We could do this all day. But it’s up to you to choose 10 fitness training elements that work for you. Remember, you might hold in your hand a perfectly conceived plan, one that has been developed to meet your personal goal and to take you from where you are right now to where you will be when you reach that goal. But, if you do not DO it, that perfect plan is worthless.

Let’s consider just two training principles that might act as reminders of what you already know, or a few good ideas to incorporate in your top 10 list.


The word balance touches upon what is mental, emotional and physical. We speak of balancing appointments, budgets, nutrition and rest just as often as we consider the balance needed to maneuver a ropes course or stand in tree pose. It is no surprise, therefore, that your fitness plan needs to be balanced.

You need long days, short days, hard days, easy days, fast days, slow days, flats, hills, intervals, that which is serious and that which is just plain fun.

Do you hear your friends rave about how hard a class might be or how completely depleted they were after a particular workout? That’s good. But not every time.

Your body needs regular practice going the distance as well. You need to teach your body to recover both within the context of a training session and before the next one. Your workouts must include the commitment to finish as well as start; to accept moderation as well as stress. As we like to say, “It’s all good.”


This brings us back to the principle of overload. For some, overload is the fun stuff; for others, sheer dread. To progress, to move forward, you need it so go ahead and embrace it.

“The Overload Principle is a basic sports fitness training concept. It means that in order to improve, athletes must continually work harder as their bodies adjust to existing workouts.”

Elizabeth Quinn (, January 2016) wrote this about overload: “Definition: The principle of overload states that a greater than normal stress or load on the body is required for training adaptation to take place. The body will adapt to this stimulus. Once the body has adapted then a different stimulus is required to continue the change. In order for a muscle (including the heart) to increase strength, it must be gradually stressed by working against a load greater than it is used to. To increase endurance, muscles must work for a longer period of time than they are used to. If this stress is removed or decreased there will be a decrease in that particular component of fitness.”
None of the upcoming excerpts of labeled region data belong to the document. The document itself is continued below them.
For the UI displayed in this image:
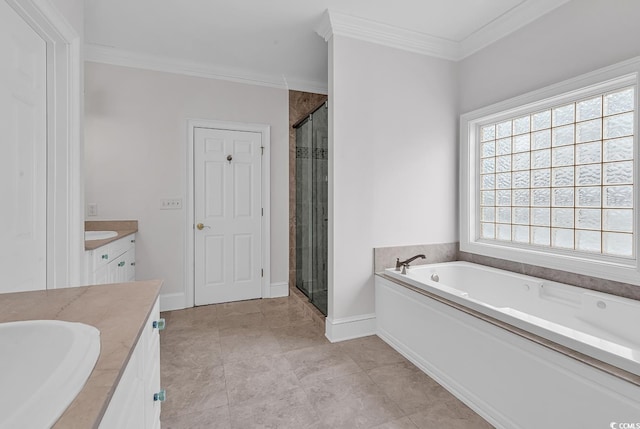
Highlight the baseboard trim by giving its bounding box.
[325,313,376,343]
[265,282,289,298]
[160,292,187,311]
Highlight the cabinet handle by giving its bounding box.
[152,318,167,331]
[153,389,167,402]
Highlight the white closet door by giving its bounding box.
[194,128,262,305]
[0,0,47,292]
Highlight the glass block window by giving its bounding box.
[476,86,636,258]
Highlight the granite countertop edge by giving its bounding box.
[84,220,138,250]
[0,280,162,429]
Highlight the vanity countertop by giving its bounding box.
[0,280,162,429]
[84,220,138,250]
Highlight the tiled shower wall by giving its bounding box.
[289,91,327,288]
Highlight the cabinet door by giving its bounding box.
[91,265,109,285]
[124,246,136,282]
[107,255,127,283]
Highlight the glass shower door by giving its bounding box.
[296,101,328,315]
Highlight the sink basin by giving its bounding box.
[0,320,100,429]
[84,231,118,240]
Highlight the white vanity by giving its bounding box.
[85,221,138,285]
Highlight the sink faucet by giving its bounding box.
[396,254,425,274]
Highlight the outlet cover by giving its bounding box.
[87,203,98,216]
[160,198,182,210]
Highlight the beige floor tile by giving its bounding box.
[342,335,407,370]
[214,312,265,337]
[272,320,329,352]
[371,417,420,429]
[215,299,260,318]
[367,362,442,414]
[305,372,403,429]
[160,297,491,429]
[220,328,282,362]
[409,402,493,429]
[162,405,231,429]
[284,344,362,383]
[258,297,298,316]
[160,357,228,418]
[229,388,318,429]
[160,333,222,368]
[224,355,300,405]
[263,307,310,328]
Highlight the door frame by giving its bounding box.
[184,119,271,308]
[0,0,86,289]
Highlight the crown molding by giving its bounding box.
[459,0,570,59]
[316,0,570,61]
[84,44,328,94]
[316,10,460,60]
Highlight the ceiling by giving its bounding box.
[85,0,568,92]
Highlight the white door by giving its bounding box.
[193,128,262,305]
[0,0,47,292]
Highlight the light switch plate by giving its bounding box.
[160,198,182,210]
[87,203,98,216]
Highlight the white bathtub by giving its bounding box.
[0,320,100,429]
[376,262,640,428]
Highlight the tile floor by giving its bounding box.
[160,297,491,429]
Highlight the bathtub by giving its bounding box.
[375,262,640,428]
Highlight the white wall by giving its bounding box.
[85,63,289,302]
[328,36,458,339]
[51,0,84,40]
[459,0,640,113]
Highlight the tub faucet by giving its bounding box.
[396,254,426,274]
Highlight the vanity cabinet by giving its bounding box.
[99,300,164,429]
[85,234,136,284]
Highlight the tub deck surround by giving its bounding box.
[84,220,138,250]
[0,280,162,429]
[458,247,640,301]
[373,242,460,273]
[375,263,640,429]
[378,262,640,387]
[377,272,640,387]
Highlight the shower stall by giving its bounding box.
[293,102,328,315]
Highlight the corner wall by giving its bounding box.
[327,36,458,341]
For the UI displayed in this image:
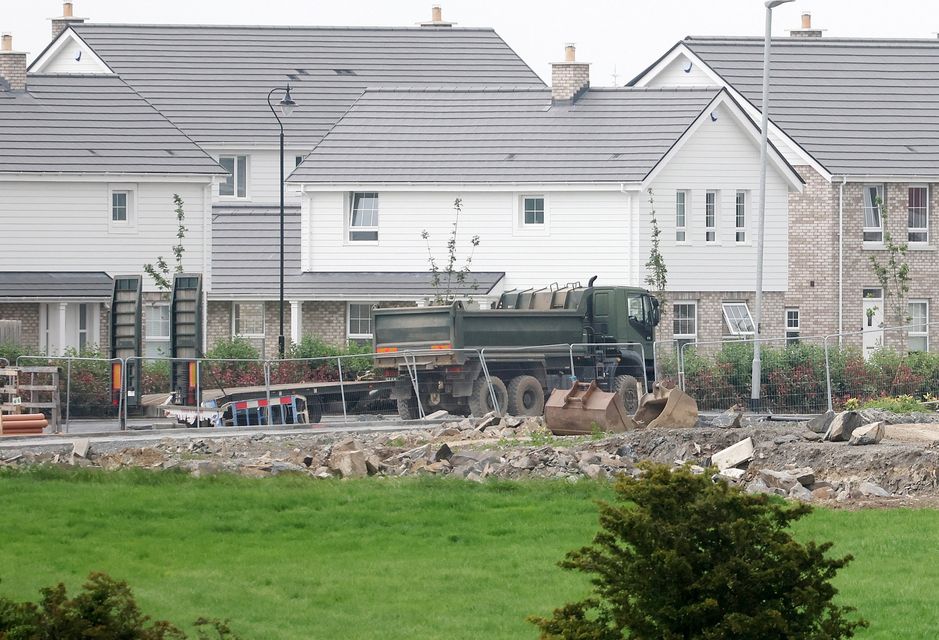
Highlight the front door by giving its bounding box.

Overload is appropriate, therefore, to building strength as well as endurance. By increasing resistance and/or repetitions, the body responds with increased strength. Increase time and/or distance, the body responds with increased endurance.

Note: such increase must be done in a safe and deliberate way in order to build rather than injure. Also note that as Quinn said, the opposite, decreasing intensity, causes a loss of power or fitness.


It is already the first weekend in August. Summer vacation times come early for some and later for others, perhaps when the season has matured. Goldenrod is prolific; back-to-school specials are too. But there are still a few weeks to play the part. There is yet time to indulge in activities best enjoyed at a pace and intensity suitable to summer.

While doing so, why not anticipate the months ahead and develop a plan? You’ve made a list and pondered some of the many elements of fitness training. Take another look at that list and be sure that you have both balance and overload on it. Then get ready to take the next step, the step forward from where you are and headed in the direction of where you want to be in your fitness future.